Eva va inundando la casa con olor a comida, impregna el comedor con aroma a cebolla y a morrón. La madre quiere hundir el pan en la salsa pero Eva la reta como si fuese una nena. La madre hace pucheros y María le guiña un ojo. Cuando la hermana no la ve levanta la tapa del wok y deja que la madre se dé el gusto. Abre una botella de vino y sirve un poco para cada una.

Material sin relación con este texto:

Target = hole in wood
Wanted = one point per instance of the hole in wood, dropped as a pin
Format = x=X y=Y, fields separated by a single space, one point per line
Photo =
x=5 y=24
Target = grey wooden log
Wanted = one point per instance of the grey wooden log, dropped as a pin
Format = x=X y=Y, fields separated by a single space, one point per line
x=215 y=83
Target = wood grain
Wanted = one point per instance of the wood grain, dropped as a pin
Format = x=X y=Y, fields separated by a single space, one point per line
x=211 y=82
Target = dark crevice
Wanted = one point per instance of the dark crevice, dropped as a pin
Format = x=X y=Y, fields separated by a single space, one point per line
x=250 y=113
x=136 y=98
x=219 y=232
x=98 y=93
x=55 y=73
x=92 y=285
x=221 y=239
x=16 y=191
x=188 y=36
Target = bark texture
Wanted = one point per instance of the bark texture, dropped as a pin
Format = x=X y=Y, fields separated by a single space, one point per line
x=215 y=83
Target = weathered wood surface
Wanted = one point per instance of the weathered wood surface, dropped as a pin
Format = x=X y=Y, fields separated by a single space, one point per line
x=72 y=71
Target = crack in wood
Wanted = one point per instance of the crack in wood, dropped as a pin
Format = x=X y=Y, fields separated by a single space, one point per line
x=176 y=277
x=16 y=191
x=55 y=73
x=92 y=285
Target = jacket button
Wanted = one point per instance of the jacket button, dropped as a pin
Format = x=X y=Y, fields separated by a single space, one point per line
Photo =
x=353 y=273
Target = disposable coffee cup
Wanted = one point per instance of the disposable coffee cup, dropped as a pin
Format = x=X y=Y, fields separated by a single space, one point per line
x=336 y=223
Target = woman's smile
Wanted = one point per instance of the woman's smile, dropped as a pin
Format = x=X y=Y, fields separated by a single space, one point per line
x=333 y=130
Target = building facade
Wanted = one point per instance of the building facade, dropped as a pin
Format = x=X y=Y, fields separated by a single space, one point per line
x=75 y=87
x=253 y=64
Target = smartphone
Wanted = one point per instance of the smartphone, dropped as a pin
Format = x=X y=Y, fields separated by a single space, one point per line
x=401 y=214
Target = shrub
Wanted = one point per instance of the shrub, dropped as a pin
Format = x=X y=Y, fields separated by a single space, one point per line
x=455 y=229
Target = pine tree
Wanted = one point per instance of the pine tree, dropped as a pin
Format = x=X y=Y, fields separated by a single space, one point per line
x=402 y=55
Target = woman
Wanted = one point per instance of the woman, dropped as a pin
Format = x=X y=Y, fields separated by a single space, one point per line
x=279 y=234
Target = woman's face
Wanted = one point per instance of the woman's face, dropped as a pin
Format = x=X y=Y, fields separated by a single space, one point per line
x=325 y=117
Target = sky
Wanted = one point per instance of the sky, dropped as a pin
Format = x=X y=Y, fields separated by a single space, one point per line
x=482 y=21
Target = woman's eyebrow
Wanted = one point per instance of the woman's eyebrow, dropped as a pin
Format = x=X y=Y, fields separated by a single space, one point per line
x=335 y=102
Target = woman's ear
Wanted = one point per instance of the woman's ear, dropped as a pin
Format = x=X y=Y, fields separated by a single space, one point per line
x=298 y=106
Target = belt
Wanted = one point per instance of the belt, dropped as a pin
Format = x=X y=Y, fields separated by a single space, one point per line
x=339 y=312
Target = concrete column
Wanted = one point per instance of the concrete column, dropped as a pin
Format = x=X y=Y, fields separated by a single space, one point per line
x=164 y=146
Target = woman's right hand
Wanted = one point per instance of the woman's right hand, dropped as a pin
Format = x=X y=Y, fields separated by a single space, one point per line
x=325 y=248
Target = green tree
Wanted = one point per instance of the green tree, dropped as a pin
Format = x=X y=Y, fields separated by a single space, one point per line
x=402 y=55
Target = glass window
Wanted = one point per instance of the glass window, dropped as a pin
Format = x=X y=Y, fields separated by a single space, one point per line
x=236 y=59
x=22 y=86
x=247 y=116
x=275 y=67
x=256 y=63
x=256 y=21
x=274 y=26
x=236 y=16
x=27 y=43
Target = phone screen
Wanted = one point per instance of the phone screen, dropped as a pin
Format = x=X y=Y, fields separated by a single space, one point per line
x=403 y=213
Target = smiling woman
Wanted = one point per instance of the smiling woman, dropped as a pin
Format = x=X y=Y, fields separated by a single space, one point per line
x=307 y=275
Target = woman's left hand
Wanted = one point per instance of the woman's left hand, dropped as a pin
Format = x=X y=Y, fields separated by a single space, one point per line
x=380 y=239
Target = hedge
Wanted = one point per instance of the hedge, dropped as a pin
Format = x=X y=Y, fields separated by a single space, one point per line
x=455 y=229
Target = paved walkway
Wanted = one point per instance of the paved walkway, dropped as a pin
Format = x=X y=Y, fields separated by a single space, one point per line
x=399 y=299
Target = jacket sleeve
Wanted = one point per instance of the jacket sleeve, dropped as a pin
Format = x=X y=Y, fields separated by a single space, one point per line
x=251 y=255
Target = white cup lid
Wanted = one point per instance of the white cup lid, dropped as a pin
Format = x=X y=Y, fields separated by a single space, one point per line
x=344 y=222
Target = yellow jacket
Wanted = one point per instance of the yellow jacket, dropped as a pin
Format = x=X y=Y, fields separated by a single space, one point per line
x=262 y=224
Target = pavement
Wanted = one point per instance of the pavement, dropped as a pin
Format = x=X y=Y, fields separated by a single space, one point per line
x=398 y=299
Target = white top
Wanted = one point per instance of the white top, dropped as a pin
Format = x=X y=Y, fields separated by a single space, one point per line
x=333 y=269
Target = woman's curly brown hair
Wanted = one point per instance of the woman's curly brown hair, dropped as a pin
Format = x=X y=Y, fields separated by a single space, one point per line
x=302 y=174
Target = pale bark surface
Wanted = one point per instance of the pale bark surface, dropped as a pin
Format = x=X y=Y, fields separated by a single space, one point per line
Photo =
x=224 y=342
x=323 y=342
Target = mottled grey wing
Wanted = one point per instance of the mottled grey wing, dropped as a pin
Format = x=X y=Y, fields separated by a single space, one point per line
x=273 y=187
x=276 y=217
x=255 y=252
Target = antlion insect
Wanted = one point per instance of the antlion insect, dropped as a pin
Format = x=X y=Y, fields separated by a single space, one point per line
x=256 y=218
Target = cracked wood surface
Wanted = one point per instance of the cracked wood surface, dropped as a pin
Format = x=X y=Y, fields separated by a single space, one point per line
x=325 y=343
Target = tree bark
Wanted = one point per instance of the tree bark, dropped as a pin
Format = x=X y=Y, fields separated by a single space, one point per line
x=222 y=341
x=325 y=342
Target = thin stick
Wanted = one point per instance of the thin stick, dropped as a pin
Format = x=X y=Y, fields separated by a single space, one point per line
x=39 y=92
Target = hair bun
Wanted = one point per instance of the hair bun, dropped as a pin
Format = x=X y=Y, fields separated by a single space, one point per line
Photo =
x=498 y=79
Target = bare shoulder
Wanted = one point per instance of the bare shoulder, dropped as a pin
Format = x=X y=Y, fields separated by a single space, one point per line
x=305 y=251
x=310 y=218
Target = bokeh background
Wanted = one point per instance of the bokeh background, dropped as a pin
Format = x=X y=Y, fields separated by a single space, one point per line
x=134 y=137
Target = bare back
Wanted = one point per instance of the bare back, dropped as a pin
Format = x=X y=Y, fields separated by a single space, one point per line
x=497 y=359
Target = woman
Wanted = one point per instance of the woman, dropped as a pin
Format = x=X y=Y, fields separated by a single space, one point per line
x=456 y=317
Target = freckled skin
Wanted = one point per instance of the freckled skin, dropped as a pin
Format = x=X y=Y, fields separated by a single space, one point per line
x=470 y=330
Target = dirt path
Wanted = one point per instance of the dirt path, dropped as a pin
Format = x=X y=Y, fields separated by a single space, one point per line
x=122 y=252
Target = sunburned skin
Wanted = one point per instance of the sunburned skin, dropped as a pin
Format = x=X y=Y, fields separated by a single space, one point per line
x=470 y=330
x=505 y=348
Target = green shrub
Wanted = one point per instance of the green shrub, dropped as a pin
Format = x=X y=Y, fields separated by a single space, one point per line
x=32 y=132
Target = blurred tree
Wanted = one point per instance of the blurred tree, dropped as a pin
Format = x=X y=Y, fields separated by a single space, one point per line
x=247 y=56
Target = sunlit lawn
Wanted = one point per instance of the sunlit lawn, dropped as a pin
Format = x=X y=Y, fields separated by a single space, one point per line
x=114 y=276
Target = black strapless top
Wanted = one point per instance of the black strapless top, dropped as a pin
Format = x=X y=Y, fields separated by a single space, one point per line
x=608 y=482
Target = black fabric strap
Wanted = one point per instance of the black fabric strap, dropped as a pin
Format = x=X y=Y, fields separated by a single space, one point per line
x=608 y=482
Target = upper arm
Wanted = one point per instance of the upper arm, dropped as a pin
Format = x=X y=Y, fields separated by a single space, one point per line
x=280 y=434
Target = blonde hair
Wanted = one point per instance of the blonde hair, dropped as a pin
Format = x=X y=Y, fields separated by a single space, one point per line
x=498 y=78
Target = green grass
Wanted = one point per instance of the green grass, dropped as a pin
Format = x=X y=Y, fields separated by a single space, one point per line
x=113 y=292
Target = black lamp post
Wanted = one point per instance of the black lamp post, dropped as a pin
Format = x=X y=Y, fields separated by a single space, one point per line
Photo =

—Brindemos –dice–, porque estamos juntas y conservamos esta casa con perfume a laurel y a jazmín.

María va a preparar la ensalada de frutas, le pide a la madre que haga jugo de naranjas. Ella se lleva unos gajos a la boca, se chorrea el brazo, se chupa los dedos. Parte del jugo mancha el delantal. Frota la tela amarilla con un repasador, María limpia el enchastre y la besa con ternura. Eva resopla.

—No la soporto más.

—Tita votó –grita la madre–. Tita votó y yo no.

Y por enésima vez repite que Eva le rompió la libreta cívica, que primero se la mamarrachó con las pinturitas y ella no pudo votar.

—Tita votó y yo no –repite indignada.

Las hermanas ruegan que venga Juan, el mayor, que las ayude. Temen que las deje otra vez plantadas.

—Si no viene, decidimos nosotras –dice Eva.

—¿Viene Juancito? –se ilusiona la madre.

—Juancito tiene cincuenta años, mamá –le dice, brutal, Eva.

—Y sí, esperemos que esta vez nos haga el honor, y también Silvina.

La madre ríe cuando oye el nombre de Silvina.

—¡Silvina! Entonces guardemos el mate, preparemos té de Ceilán –se burla.